Rowena arriva au moment où la hache du Viking allait s’abattre sur Godric. Elle n’avait pas le temps pour un sort de bouclier, pas le temps de réfléchir. Elle fit la seule chose qu’elle pouvait faire et lança un jet de lumière bleue, pure et froide comme un rayon de lune. Ce n’était pas un sort de puissance, mais plutôt un acte de pure raison. Un sort qu’elle avait elle-même conçu. Il ne frappa pas le Viking, mais la rune au sol. La rune de confusion était conçue pour étourdir l’esprit. Le sort de Rowena annihila son effet.
Pour Godric, ce fut comme si on lui jetait un seau d’eau glacée au visage. Le monde revint en place avec une clarté douloureuse. Il vit la hache du guerrier à quelques centimètres de son crâne sans pouvoir l’esquiver. Rowena, ayant résolu le problème mental lié à la rune, avait enchaîné avec le problème physique. Son deuxième sort fut simple, mais parfait,
- “Depulso” cria-t-elle
Il ne frappa pas le Viking mais le pommeau de l’épée de Godric. Elle fut projetée vers le haut, non par la force de Godric, mais par la magie de Rowena, et para la hache avec un fracas métallique qui fit trembler la terre.
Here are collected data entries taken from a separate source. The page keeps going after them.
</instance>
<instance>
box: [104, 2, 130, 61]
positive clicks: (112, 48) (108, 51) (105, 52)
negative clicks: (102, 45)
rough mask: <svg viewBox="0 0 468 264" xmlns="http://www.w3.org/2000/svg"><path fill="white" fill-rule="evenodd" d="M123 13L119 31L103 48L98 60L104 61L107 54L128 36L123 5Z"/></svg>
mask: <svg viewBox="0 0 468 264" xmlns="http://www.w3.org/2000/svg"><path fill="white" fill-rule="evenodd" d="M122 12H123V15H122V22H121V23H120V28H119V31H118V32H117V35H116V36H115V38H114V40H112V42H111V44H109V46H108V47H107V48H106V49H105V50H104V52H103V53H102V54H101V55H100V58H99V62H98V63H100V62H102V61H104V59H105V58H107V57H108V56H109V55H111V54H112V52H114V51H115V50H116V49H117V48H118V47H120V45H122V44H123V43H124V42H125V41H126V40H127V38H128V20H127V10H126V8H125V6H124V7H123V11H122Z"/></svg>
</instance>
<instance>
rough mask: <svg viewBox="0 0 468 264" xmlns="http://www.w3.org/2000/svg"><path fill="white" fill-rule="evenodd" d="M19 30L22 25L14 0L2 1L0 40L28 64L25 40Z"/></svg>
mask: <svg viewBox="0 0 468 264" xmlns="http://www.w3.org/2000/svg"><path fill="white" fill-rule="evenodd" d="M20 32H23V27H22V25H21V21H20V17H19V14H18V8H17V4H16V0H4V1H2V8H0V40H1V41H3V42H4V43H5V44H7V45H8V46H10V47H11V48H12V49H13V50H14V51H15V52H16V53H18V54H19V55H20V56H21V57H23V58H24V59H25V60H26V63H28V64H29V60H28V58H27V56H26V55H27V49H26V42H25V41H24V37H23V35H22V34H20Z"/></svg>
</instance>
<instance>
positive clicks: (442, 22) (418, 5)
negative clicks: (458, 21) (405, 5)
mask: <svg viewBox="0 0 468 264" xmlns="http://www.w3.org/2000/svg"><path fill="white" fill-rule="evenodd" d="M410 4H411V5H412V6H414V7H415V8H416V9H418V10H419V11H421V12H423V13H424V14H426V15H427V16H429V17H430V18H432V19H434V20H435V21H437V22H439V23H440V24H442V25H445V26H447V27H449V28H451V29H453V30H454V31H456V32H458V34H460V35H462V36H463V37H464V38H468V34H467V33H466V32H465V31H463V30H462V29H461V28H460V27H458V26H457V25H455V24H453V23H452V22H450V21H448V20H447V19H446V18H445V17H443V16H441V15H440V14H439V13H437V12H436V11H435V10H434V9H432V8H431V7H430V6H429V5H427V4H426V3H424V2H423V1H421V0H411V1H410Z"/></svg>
Godric resta là, abasourdi, à genoux. Le lieutenant Viking regarda Rowena, son rire s’éteignant. Il vit dans ses yeux gris une froideur qui surpassait sa propre magie de glace. Il vit un esprit qu’il ne pouvait pas briser.
- “Une autre fois, petite sorcière” dit-il en crachant sur le sol.
D’un geste, il lança une boule de fumée noire à ses pieds. Quand elle se dissipa, lui et ses mages Berserkers avaient disparu en laissant derrière eux un village en feu, des blessés, et un silence glacial.
Godric se releva lentement, encore sonné. Il regarda son épée, puis il regarda Rowena, elle se tenait là, tremblant légèrement, non pas de peur, mais de l’adrénaline du combat. Il s’approcha d’elle. Elle ne recula pas. Il y avait un million de choses qu’il voulait dire mais les mots lui manquaient. Il était un homme d’action, pas de discours. Alors il fit la seule chose qu’il pouvait faire. Il leva la main, hésita, puis la posa maladroitement sur son épaule.
- “Ton sort…” dit-il d’une voix rauque. “Merci.”
Rowena le regarda, son esprit tournant déjà à mille à l’heure.
- “Il s’est enfui avec les cartes.”
- “Oui” dit Godric. Il regarda sa main sur son épaule, puis la retira. “Mais il est blessé, je l’ai touché à la jambe avant la rune.”
Salazar et Helga les rejoignirent, Lyra notant méticuleusement les dégâts dans son carnet.
- “C’est une catastrophe” siffla Salazar. “Tout cela pour rien.”
- “Pas pour rien” dit Helga, s’agenouillant déjà près d’un villageois blessé, une lueur chaude émanant de ses mains. “Nous sommes vivants.”
Godric regarda Rowena. Pour la première fois, il ne voyait pas une femme froide et calculatrice. Il voyait l’esprit qui avait tenu son bouclier. Rowena regarda Godric et pour la première fois, elle ne vit plus en lui une brute impulsive mais un guerrier aguerri.
Le corps et l’esprit. L’un ne valait rien sans l’autre. La leçon avait été apprise dans le sang et le feu.